CHAPTER
17 Geometry at Work ...................................................................
In This Chapter
- How to use formulas
and logic to find areas of
irregular figures. - How to use similar
triangles to find measure-
ments that can’t be made
directly. - How to use trigonometric
ratios to calculate mea-
surements that can’t be
found by other means.
Areas of Irregular Figures
Once you know how to find the area of a certain type of
polygon, it becomes a routine process. From time to time, you
may have to work backward, if you’re given the area and need
to find one of the dimensions, but that’s not all that difficult.

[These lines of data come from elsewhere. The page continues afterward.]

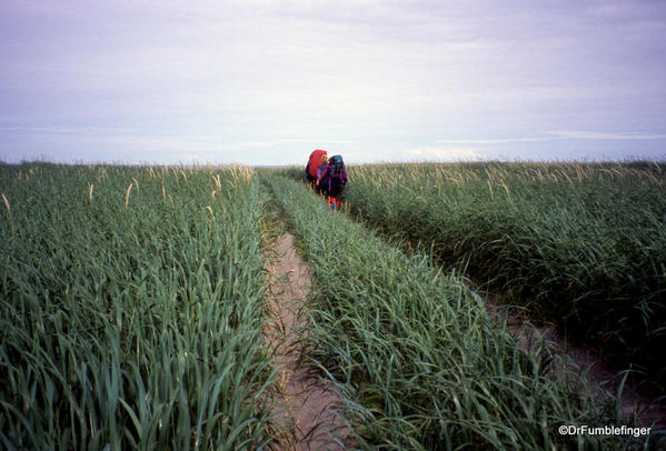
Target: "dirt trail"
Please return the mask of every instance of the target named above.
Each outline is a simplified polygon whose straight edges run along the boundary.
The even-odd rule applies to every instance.
[[[307,294],[311,279],[305,261],[296,254],[294,237],[281,235],[269,259],[268,317],[265,339],[275,350],[280,368],[277,393],[284,407],[278,425],[290,433],[280,438],[284,450],[344,450],[351,444],[340,417],[342,401],[302,359],[302,333],[307,333]],[[335,439],[339,437],[342,439]]]

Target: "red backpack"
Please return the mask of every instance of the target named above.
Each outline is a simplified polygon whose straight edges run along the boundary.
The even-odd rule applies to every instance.
[[[310,153],[310,159],[308,160],[308,166],[306,167],[306,172],[310,180],[317,179],[317,169],[319,169],[319,166],[321,166],[321,157],[326,154],[326,150],[321,149],[317,149]]]

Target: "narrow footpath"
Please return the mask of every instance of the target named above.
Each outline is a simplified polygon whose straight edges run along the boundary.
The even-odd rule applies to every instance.
[[[331,383],[319,378],[304,358],[307,337],[307,294],[311,279],[306,262],[296,254],[294,237],[282,234],[277,255],[268,264],[268,322],[265,340],[279,369],[277,399],[281,404],[277,427],[282,450],[345,450],[352,447],[341,418],[342,401]]]

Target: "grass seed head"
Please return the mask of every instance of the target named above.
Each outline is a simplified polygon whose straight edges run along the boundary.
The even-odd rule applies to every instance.
[[[11,207],[9,207],[9,201],[7,200],[7,197],[4,197],[4,193],[2,193],[2,201],[4,202],[4,208],[7,209],[7,212],[11,213]]]

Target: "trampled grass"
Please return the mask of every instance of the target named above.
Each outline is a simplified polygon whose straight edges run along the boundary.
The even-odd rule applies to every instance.
[[[623,421],[550,374],[490,320],[474,292],[406,257],[300,183],[268,181],[318,284],[312,355],[338,381],[366,448],[623,449],[563,424]],[[570,381],[569,381],[570,382]]]
[[[350,211],[666,380],[666,170],[657,163],[349,168]],[[662,388],[663,389],[663,388]]]
[[[3,449],[258,449],[251,170],[0,167]]]

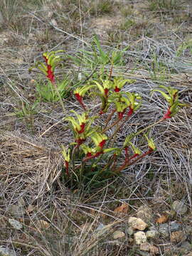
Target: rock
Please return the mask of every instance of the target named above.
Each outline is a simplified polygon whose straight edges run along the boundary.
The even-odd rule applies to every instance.
[[[1,11],[0,11],[0,25],[3,24],[3,23],[4,23],[4,17],[3,17]]]
[[[24,208],[21,205],[12,205],[8,208],[9,213],[14,217],[21,218],[25,212]]]
[[[9,219],[9,223],[16,230],[21,230],[23,228],[23,224],[14,219]]]
[[[140,250],[145,252],[150,252],[151,245],[149,242],[144,242],[140,245]]]
[[[159,225],[159,232],[163,234],[165,237],[169,235],[170,231],[178,231],[182,228],[182,225],[176,221],[171,221],[169,223],[160,224]]]
[[[169,229],[171,231],[178,231],[182,229],[182,225],[176,221],[171,221],[169,223]]]
[[[151,209],[146,206],[140,206],[136,215],[137,218],[140,218],[146,223],[151,221],[153,217]]]
[[[0,246],[0,255],[1,256],[15,256],[16,254],[12,250],[5,248],[3,246]]]
[[[124,237],[124,233],[122,231],[117,230],[112,234],[114,239],[122,238]]]
[[[157,247],[151,245],[151,248],[150,248],[150,255],[154,255],[156,254],[159,254],[159,248],[157,248]]]
[[[133,230],[132,228],[129,227],[129,228],[127,228],[127,233],[128,233],[128,235],[133,235],[134,230]]]
[[[148,230],[146,233],[146,236],[147,238],[154,238],[159,234],[159,232],[156,230]]]
[[[159,249],[156,246],[150,245],[149,242],[140,245],[140,250],[145,252],[150,252],[152,255],[159,253]]]
[[[134,239],[136,245],[141,245],[146,242],[146,236],[143,231],[137,231],[134,234]]]
[[[181,241],[184,241],[186,239],[186,237],[183,231],[174,231],[171,234],[171,242],[178,242]]]
[[[187,206],[181,201],[175,201],[172,204],[173,209],[178,214],[183,215],[187,212]]]
[[[128,219],[129,227],[134,230],[144,230],[148,225],[144,222],[140,218],[130,217]]]
[[[109,233],[111,228],[112,228],[111,224],[103,225],[100,223],[95,230],[93,235],[96,237],[104,235],[106,233]]]
[[[38,220],[36,221],[36,225],[41,229],[47,229],[50,227],[50,223],[44,220]]]
[[[192,251],[192,244],[186,241],[181,245],[181,247],[185,249],[188,252]],[[186,252],[185,252],[186,253]]]

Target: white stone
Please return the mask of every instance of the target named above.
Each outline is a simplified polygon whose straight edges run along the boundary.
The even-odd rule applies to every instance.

The interesting problems are the ones that combine those
basic formulas with a little bit of cut-and-paste thinking to
figure out how to find the area of that!
It may be a figure that doesn’t fit any rule when you take
it as a whole, but can be broken down into sections that fit
common rules nicely. For those problems, the trick is to break
the figure up in a way that leaves you with figures whose
areas you know how to find and whose dimensions you know
or can find easily. Your strategy is to break the figure into
parts, find their areas, and then put it all back together.
The other type of problem is one in which the overall outline
of the shape does fit a rule but it has holes cut out of it. In
those cases, the best tactic is to find the area of the whole
shape and then subtract the area of the holes. “Whole minus
holes” if you want a shortcut.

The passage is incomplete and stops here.